Teenage or adolescence is perhaps the most difficult and turbulent stage in life. Parents and teenagers both often find this stage difficult to handle. Here are some practical Right Parenting tips to understand what exactly is going on teenagers’ minds and bodies; and how parents should manage their teenage children with care and compassion, avoiding conflicts.
Time for Change!
Understand first that Teenage or Adolescence is a time for change. The teenager’s mind and body are changing rapidly. Childhood is over but the adulthood is still away.
The teenagers are going through a major transition. The body size is increasing; body proportions are changing, and secondary sexual characters (breast development in females; facial hair in males; pubic and axillary hair in both sexes) are developing. The external physical changes coupled with internal hormonal changes also bring in new sensitivities and sensibilities.

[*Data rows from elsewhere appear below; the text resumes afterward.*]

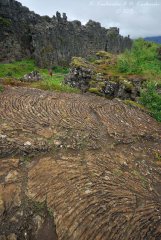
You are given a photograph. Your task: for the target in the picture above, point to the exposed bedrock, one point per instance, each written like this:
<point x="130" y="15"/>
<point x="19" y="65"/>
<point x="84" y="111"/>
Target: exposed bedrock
<point x="77" y="167"/>
<point x="52" y="40"/>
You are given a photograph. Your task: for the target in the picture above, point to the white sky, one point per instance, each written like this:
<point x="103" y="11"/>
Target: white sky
<point x="138" y="18"/>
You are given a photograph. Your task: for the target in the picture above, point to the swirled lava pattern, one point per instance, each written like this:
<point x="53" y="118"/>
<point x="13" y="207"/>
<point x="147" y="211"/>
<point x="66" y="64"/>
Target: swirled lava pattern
<point x="94" y="164"/>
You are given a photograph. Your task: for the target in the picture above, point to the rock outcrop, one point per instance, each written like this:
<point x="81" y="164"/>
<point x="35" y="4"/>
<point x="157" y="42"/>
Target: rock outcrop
<point x="52" y="40"/>
<point x="34" y="76"/>
<point x="95" y="78"/>
<point x="77" y="167"/>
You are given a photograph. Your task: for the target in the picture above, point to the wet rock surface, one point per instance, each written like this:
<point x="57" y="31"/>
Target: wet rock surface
<point x="34" y="76"/>
<point x="89" y="78"/>
<point x="98" y="177"/>
<point x="52" y="41"/>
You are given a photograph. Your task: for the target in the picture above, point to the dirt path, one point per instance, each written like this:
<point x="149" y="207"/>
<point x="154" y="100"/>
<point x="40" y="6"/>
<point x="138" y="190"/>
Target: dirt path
<point x="77" y="167"/>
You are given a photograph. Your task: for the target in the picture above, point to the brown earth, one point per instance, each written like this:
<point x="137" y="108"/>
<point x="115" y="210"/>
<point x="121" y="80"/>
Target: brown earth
<point x="77" y="167"/>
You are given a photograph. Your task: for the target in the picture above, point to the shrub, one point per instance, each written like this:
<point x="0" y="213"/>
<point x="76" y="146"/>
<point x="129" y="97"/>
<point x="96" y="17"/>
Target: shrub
<point x="151" y="99"/>
<point x="1" y="88"/>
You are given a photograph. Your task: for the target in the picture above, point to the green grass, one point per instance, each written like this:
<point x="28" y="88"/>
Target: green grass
<point x="141" y="59"/>
<point x="55" y="83"/>
<point x="1" y="88"/>
<point x="17" y="69"/>
<point x="151" y="99"/>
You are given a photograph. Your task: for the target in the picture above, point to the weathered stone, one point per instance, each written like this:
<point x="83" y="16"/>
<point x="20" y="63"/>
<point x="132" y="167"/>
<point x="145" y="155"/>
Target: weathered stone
<point x="12" y="236"/>
<point x="11" y="177"/>
<point x="112" y="193"/>
<point x="34" y="76"/>
<point x="52" y="41"/>
<point x="86" y="76"/>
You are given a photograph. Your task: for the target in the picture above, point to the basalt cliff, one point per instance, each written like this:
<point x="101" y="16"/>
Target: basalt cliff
<point x="52" y="40"/>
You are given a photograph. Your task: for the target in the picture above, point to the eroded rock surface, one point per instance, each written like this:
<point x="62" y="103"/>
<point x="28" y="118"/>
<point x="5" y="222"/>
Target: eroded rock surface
<point x="77" y="167"/>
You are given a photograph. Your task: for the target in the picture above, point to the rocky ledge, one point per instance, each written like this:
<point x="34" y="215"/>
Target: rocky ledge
<point x="95" y="77"/>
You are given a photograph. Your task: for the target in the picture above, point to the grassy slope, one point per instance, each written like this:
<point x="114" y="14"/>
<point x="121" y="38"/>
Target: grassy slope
<point x="143" y="60"/>
<point x="20" y="68"/>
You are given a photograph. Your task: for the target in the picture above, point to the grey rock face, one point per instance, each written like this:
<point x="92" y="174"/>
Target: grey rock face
<point x="84" y="76"/>
<point x="34" y="76"/>
<point x="52" y="41"/>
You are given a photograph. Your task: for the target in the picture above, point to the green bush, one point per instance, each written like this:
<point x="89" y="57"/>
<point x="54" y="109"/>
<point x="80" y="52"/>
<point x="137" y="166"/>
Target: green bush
<point x="5" y="22"/>
<point x="151" y="99"/>
<point x="141" y="59"/>
<point x="1" y="88"/>
<point x="59" y="69"/>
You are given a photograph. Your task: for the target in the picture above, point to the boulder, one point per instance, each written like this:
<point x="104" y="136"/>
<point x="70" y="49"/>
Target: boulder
<point x="34" y="76"/>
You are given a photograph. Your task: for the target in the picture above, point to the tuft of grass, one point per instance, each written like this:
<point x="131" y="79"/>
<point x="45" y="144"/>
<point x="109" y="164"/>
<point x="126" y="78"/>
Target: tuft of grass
<point x="17" y="69"/>
<point x="12" y="71"/>
<point x="134" y="104"/>
<point x="1" y="88"/>
<point x="151" y="99"/>
<point x="54" y="83"/>
<point x="141" y="59"/>
<point x="5" y="22"/>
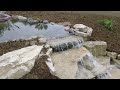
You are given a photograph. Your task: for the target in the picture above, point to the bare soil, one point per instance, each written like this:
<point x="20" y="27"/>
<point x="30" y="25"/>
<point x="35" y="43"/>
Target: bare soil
<point x="40" y="70"/>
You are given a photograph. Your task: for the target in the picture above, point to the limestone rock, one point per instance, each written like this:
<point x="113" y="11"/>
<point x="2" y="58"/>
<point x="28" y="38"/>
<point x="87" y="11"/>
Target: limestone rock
<point x="21" y="18"/>
<point x="15" y="64"/>
<point x="67" y="28"/>
<point x="104" y="60"/>
<point x="82" y="30"/>
<point x="4" y="17"/>
<point x="52" y="23"/>
<point x="76" y="64"/>
<point x="97" y="48"/>
<point x="30" y="20"/>
<point x="45" y="21"/>
<point x="65" y="23"/>
<point x="118" y="56"/>
<point x="47" y="46"/>
<point x="33" y="42"/>
<point x="51" y="66"/>
<point x="42" y="40"/>
<point x="49" y="51"/>
<point x="113" y="55"/>
<point x="79" y="26"/>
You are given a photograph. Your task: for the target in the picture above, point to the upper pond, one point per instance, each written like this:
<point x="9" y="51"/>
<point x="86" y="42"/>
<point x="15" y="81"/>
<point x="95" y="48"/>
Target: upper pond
<point x="22" y="30"/>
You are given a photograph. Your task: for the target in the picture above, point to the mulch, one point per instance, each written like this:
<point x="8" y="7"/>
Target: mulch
<point x="100" y="33"/>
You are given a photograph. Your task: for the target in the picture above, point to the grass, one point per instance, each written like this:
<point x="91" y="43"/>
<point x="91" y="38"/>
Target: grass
<point x="108" y="23"/>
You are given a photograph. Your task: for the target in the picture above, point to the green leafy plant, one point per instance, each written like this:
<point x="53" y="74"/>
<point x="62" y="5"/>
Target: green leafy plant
<point x="107" y="23"/>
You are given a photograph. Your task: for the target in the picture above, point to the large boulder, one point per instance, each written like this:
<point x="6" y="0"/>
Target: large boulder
<point x="4" y="17"/>
<point x="17" y="17"/>
<point x="15" y="64"/>
<point x="82" y="30"/>
<point x="113" y="55"/>
<point x="77" y="64"/>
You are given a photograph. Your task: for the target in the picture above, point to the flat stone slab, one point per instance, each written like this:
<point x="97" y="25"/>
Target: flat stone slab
<point x="104" y="60"/>
<point x="65" y="62"/>
<point x="15" y="64"/>
<point x="97" y="48"/>
<point x="58" y="41"/>
<point x="76" y="64"/>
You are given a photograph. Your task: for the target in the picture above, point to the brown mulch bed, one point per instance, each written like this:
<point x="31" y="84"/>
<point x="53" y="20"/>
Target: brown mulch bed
<point x="40" y="70"/>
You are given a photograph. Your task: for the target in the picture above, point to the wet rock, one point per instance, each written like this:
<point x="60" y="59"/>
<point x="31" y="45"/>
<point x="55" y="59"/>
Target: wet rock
<point x="97" y="48"/>
<point x="51" y="66"/>
<point x="42" y="40"/>
<point x="30" y="20"/>
<point x="15" y="64"/>
<point x="47" y="46"/>
<point x="52" y="23"/>
<point x="67" y="28"/>
<point x="88" y="64"/>
<point x="71" y="31"/>
<point x="33" y="42"/>
<point x="82" y="30"/>
<point x="118" y="56"/>
<point x="65" y="23"/>
<point x="76" y="64"/>
<point x="113" y="55"/>
<point x="66" y="40"/>
<point x="104" y="60"/>
<point x="45" y="21"/>
<point x="79" y="26"/>
<point x="21" y="18"/>
<point x="4" y="17"/>
<point x="49" y="51"/>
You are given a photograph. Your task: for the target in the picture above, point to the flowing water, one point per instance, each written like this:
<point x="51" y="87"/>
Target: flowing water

These changes foster a feeling of ‘Being Different’ in teenagers. They often express that through different tattoos, hairstyles, clothing fashions or music. Their similar age-group friends now start becoming their main circle. Often, they start feeling alienated from their ‘Old World’ of home, parents and family. They seek more freedom, and start questioning, and even challenging the ‘old’ values and boundaries.
Stressful Anxious Confused Times
The teenagers are prone for anxiety and stress over many areas such as Personal appearance, friendships, relationships, studies, examinations, future career or social media. Fad diets, fast foods, digital games and gadgets overuse, and inadequate sleep, are common issues. Sometimes they may fall into some bad habits like watching porn, smoking, alcohol, drugs.
Parents often are unable to understand these teenage behaviours and it leads to family conflicts and complications. To avoid this fate, see from teenagers’ angle. Balance authority with affection. Set clear limits and boundaries. Encourage warm cohesive family ties and open friendly communication. Listen to their views. Respect their autonomy and privacy. Set a good role model. Offer supportive constructive guidance and not just empty criticism.
Watch for Danger Signs
Be watchful for danger signs such as serious emotional or behavioural changes; falling academic performances; noticeable sleep, appetite, diet or weight changes; or harmful habits or addictions. If the problems are not manageable at family or school level; seek expert guidance immediately.
Teenage is a difficult and turbulent stage in life.
Feeling ‘Different’, Detached’ and ‘Disturbed’ is common for teenagers.
They often feel close to friends and alienated from family.
‘Deviant’ unhealthy harmful behaviours may lead to potentially serious physical and psychological problems.
Parents need to handle teenagers flexibly with care and compassion, while understanding their mindset and remaining alert to observing any potential danger signs.
Any serious teenage issues may need expert guidance and intervention.